Table 1: Antimicrobial activity [IZD (mm) and IZD2 (mm)2] of column ethyl acetate
fractions of L. arboreus leaves
Column S. B. E. K. P. C. A.
fractions aureus subtilis coli pneumoniae aeruginosa albicans niger
F1 18** 15** 10** 14** 5 5 4
F2 10 9 8 7 4 2 1
F3 9 7 6 7 3 1 3
F4 9 7 8 5 3 2 2
** P<0.01: Values significantly higher when compared to the other fractions.

The active compound of ethyl acetate fraction responsible for the antimicrobial activity was
crystallized as amorphous solid, and tested positive for phenolic acid[11,12]. The results of
other fractions are not emphasized because they have been discussed extensively in previous
work.[10] Structurally, phenolics are classified based on substitution of one or more hydroxyl
groups and in some cases methyl groups as well, in the aromatic ring[17]. NMR spectra (2H s)

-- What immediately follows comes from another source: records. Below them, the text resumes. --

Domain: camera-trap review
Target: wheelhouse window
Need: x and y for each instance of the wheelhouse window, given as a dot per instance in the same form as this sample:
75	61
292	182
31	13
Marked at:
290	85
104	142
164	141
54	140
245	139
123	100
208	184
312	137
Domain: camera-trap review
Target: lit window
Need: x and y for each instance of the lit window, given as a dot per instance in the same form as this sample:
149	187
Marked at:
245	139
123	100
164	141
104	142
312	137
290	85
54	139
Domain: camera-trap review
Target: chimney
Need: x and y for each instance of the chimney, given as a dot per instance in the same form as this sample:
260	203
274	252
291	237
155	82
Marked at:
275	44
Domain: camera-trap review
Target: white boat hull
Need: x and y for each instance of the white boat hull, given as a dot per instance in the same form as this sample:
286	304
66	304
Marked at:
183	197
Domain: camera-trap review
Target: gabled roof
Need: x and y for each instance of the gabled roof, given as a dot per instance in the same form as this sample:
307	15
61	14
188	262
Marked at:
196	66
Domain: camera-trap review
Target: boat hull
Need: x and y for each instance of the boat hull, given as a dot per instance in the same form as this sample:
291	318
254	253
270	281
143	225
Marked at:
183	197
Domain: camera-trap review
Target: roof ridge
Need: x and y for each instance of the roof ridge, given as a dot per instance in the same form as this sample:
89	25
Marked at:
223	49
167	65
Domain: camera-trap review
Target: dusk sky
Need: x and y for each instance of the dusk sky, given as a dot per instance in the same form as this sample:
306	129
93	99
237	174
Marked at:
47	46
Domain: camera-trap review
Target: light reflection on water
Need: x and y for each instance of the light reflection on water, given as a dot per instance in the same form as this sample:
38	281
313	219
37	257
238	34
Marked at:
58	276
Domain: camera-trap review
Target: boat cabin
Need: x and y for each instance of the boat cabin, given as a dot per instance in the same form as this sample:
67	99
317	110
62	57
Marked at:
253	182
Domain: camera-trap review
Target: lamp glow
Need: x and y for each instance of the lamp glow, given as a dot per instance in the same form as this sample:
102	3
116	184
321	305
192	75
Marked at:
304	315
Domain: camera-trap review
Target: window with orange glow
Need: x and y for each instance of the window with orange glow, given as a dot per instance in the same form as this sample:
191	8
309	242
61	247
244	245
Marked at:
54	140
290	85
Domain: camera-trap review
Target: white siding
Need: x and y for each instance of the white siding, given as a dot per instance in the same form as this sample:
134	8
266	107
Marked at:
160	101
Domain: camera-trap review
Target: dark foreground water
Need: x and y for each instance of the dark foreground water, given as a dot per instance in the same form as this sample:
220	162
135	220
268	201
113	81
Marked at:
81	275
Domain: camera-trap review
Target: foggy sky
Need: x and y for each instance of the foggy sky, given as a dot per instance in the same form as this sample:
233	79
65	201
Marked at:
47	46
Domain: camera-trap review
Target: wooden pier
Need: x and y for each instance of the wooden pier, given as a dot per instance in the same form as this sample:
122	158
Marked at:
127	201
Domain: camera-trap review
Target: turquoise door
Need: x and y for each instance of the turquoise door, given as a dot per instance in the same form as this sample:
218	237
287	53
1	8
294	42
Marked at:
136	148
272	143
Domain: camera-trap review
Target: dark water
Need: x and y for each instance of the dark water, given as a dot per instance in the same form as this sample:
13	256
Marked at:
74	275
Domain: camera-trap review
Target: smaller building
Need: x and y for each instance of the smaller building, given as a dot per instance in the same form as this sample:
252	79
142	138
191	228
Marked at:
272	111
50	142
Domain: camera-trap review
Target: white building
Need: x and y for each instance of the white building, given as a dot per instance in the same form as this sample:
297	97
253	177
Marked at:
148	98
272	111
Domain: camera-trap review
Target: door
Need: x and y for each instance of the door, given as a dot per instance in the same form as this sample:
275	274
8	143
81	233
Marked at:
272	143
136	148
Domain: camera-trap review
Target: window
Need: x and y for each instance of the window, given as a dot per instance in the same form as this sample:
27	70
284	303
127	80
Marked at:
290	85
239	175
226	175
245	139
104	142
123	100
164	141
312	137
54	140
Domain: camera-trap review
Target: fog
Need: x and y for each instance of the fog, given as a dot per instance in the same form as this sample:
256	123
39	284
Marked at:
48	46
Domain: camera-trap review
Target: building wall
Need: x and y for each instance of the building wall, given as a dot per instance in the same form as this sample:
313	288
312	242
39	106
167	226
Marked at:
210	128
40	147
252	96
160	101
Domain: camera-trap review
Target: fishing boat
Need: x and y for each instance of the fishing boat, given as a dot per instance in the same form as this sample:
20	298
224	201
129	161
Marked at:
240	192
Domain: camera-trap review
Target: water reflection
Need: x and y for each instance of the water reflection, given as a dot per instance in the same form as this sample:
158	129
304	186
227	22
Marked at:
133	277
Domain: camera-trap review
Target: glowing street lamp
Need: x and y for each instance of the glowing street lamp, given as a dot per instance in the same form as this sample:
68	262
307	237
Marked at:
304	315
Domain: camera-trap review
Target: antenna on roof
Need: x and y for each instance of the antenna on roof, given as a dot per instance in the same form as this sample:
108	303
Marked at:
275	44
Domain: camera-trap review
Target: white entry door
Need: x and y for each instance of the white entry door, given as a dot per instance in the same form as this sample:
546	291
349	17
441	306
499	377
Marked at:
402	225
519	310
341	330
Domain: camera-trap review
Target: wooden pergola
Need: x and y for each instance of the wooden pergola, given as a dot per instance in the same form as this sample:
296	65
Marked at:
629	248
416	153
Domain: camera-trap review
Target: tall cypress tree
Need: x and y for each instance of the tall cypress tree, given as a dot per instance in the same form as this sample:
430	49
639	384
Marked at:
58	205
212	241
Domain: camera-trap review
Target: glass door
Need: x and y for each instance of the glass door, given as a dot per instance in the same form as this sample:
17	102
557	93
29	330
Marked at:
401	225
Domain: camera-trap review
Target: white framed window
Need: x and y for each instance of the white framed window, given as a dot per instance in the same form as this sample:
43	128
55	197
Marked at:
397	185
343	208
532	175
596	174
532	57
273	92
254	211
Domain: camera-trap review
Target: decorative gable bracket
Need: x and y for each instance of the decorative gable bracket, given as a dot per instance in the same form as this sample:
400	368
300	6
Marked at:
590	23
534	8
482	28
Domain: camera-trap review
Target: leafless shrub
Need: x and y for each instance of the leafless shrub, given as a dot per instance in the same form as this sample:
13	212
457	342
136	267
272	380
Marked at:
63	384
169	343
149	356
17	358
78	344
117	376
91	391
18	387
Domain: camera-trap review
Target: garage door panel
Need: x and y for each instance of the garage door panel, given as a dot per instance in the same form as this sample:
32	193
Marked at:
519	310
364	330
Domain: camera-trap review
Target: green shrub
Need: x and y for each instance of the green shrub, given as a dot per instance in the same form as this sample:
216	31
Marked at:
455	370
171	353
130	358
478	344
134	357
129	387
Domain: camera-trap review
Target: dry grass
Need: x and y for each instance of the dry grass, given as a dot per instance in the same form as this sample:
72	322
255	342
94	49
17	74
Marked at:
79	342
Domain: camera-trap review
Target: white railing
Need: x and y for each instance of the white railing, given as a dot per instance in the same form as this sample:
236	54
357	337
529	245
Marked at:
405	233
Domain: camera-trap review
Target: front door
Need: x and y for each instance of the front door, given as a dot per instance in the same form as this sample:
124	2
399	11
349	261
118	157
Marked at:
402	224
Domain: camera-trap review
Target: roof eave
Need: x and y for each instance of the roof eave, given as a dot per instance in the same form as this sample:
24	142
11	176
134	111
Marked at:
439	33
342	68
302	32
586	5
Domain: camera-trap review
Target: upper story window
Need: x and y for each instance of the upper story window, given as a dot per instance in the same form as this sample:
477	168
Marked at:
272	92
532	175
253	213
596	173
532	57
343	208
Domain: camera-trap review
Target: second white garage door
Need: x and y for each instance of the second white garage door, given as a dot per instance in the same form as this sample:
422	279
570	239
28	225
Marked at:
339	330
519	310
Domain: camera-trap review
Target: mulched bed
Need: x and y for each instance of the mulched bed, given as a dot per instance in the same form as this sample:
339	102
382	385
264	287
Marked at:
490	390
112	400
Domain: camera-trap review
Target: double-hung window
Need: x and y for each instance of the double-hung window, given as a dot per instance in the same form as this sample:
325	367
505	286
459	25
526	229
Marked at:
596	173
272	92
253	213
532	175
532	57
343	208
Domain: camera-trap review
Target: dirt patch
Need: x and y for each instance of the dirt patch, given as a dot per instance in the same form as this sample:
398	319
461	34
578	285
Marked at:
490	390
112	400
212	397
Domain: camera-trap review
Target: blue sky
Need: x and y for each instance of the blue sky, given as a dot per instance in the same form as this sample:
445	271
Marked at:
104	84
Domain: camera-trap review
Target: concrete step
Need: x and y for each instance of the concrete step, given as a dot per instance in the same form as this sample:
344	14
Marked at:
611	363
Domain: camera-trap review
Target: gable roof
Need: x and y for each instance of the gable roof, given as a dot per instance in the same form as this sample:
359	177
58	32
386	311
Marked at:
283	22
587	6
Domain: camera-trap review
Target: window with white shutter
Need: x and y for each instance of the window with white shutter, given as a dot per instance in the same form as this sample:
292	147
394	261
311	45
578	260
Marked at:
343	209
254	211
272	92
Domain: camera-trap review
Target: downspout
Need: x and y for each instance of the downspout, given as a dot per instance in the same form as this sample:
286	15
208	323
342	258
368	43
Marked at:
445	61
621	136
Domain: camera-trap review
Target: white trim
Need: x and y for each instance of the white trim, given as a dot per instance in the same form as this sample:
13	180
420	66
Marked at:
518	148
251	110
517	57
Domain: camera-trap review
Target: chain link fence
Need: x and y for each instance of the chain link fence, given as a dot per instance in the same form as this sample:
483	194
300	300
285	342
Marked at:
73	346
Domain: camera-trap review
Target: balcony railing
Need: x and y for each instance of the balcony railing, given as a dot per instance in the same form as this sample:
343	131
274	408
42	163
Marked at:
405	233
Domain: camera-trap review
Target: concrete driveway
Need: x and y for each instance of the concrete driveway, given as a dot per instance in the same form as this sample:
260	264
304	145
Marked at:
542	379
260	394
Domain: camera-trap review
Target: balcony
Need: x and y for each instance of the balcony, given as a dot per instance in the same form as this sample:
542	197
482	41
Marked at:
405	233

supported by signal at 7.05 identified the tetrahydroxy aromatic compound as ellagic acid.
This is in consonance with the report of Kar.[15] Accordingly, bioactivity-guided result
indicated ellagic acid in the antimicrobial effect of this plant. Prominently, it confirmed and
extrapolated as well as offered basis for previous report on the antimicrobial activity of L.
arboreus leaf.[10] This finding was of interest because the broad spectrum antimicrobial
activity justified its use in the management of wound abscesses and other wound infections.
Also, the strong activity of the compound against microorganisms implicated in
gastrointestinal (E. coli), urinary tract (S. aureus) and respiratory (K. pneumoniae) infections
remains notable. Significant activity against C. albicans an organism frequently implicated
in the pathogenesis of oral thrush[18], clearly justify the use of extracts of L. arboreus leaves
in the management of oral thrush. Though ellagic acid is well known for such activity, this is
the first time it is being isolated from this plant.

This study has isolated, characterized and identified ellagic acid, - a phenolic acid as an
active compound indicated for antimicrobial effect of L. arboreus.